I anticipate such a wave by virtue of a “pattern” set by its antecedents.
The first wave in the mid-nineties was a reaction to the incidents in Bosnia and Algeria.
The next wave, in the early years of the second millennium, revolved around Iraq, Afghanistan and Chechnya.
The third wave will surge as a sequel to the massacres in Syria, now the fountainhead of Muslim ire.
The ire is fed by incessant images of injustice, desecration and abuses.
Angry Muslim youths are exposed to a daily flood of video clips showing Syrian regime forces torturing to death and killing civilians or cutting their victims’ limbs.
TV news channels bar such images, but they are for show on YouTube, when their rightful place should be the International Criminal Court instead of the social media platforms.
Contrasting the revolting clips from Syria are those emerging from Burma. They show opposition leader Aung San Suu Kyi receiving her Nobel Peace Prize in Oslo and Burmese gloating over newfound freedoms. But they recount little about the abhorrent persecution, hate, killing, burning and rape of Muslims in Myanmar.

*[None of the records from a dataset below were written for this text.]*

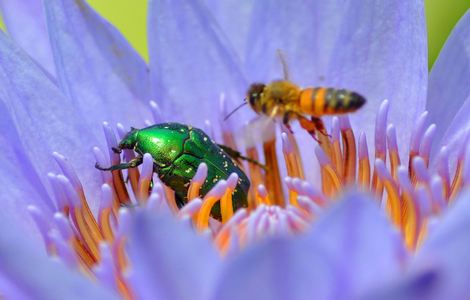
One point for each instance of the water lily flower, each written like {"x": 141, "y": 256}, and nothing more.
{"x": 71, "y": 86}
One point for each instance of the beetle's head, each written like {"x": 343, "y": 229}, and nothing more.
{"x": 254, "y": 95}
{"x": 129, "y": 140}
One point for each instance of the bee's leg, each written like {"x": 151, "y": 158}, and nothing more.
{"x": 319, "y": 125}
{"x": 286, "y": 118}
{"x": 309, "y": 126}
{"x": 131, "y": 164}
{"x": 237, "y": 155}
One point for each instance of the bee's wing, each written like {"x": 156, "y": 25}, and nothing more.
{"x": 256, "y": 131}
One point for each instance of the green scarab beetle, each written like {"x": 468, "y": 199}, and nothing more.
{"x": 177, "y": 151}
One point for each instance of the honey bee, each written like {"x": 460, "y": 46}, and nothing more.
{"x": 282, "y": 99}
{"x": 286, "y": 101}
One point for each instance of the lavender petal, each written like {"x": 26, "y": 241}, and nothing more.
{"x": 191, "y": 62}
{"x": 349, "y": 234}
{"x": 25, "y": 22}
{"x": 169, "y": 260}
{"x": 96, "y": 67}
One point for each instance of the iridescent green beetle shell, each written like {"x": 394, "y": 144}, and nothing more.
{"x": 177, "y": 151}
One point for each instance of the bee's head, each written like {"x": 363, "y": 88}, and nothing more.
{"x": 254, "y": 94}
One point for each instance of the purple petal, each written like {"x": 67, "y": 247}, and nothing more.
{"x": 32, "y": 274}
{"x": 455, "y": 135}
{"x": 350, "y": 233}
{"x": 96, "y": 66}
{"x": 305, "y": 32}
{"x": 449, "y": 81}
{"x": 420, "y": 284}
{"x": 446, "y": 249}
{"x": 278, "y": 269}
{"x": 38, "y": 119}
{"x": 381, "y": 52}
{"x": 191, "y": 62}
{"x": 234, "y": 19}
{"x": 169, "y": 260}
{"x": 25, "y": 22}
{"x": 377, "y": 48}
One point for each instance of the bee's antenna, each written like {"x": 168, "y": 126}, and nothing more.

Tamerlan Tsarnaev and his younger brother Dzhohkar might have watched such video clips, which could have reignited their indignation as ethnic Chechens.
They must have also seen loads of images showing the suffering of their countrymen and co-religionists. They could have come across images of Russian soldiers laughing as their officer uses a small Swiss knife to bleed a Chechen fighter to death.
Here again, the place for such images should be the International Criminal Court, though no Chechnya referrals as yet.
What Bashar al-Assad is now doing in Syria is what Putin did in Chechnya before. Pictures don’t lie. They show Syrian cities biting the dust, much like Grozny.
Today’s irate Muslim mind sees that the guardian angel of Assad and his regime is the same man who pulverized Grozny and killed more than 100,000 Chechens.
The irate Muslim mind pays no heed to things like the international situation or the balance of interests.
It’s an incensed mind turning thoughtless.
Had the Tsarnaev brothers been thinking straight, they would not have targeted the marathon in Boston, the compassionate city that embraced them.
The aftereffects of film recordings on the fuming Muslim mind are massive. They magnify in the Muslim’s mindset:
- A sense of injustice
- The feeling of belonging to a targeted minority
- Suspicions that Americans are supporting Assad on the quiet and remain closemouthed on Putin’s crime and the Burmese opposition leader’s hypocrisy, and
- A belief that Muslims have been on the receiving end of the nastiest crimes in the previous century and to date -- the two exceptions being the Jews’ suffering at the hands of the Nazis and the Armenians’ suffering at the Ottomans’ hands. But whereas Jews and Armenians received global apologies and reparations, there was nothing of the kind for Muslims.
In context, no one should underestimate the hurt the Palestinian Nakba etched on the Muslim Arab memory. No population was uprooted from its native land such as the Palestinian population. Yet no one is prepared to offer Palestinians an apology. And who would even dare launch a museum in New York commemorating the Nakba?
Also, who would dare call for an official Russian apology to the 1.5 million Chechens evicted from their homes and forcibly dispersed across the former Soviet Union, where tens of thousands of them succumbed to disease and starvation?
When Chechen survivors revolted in their quest for independence, they were met by Russia’s fire and brimstone as the world looked away.
One can imagine how stories of the horrors and crimes committed in Chechnya dulled the rationale of an angry Muslim’s mind, turning a civil young man into a dangerous terrorist.
Some will read into my think piece a justification for terrorism. It is not.
No one can justify terrorism. But the only way to eradicate it is to address its causes.
Someone needs to have the courage to stand up and tell the West in the face: Your double standards are causing the rage breeding terror.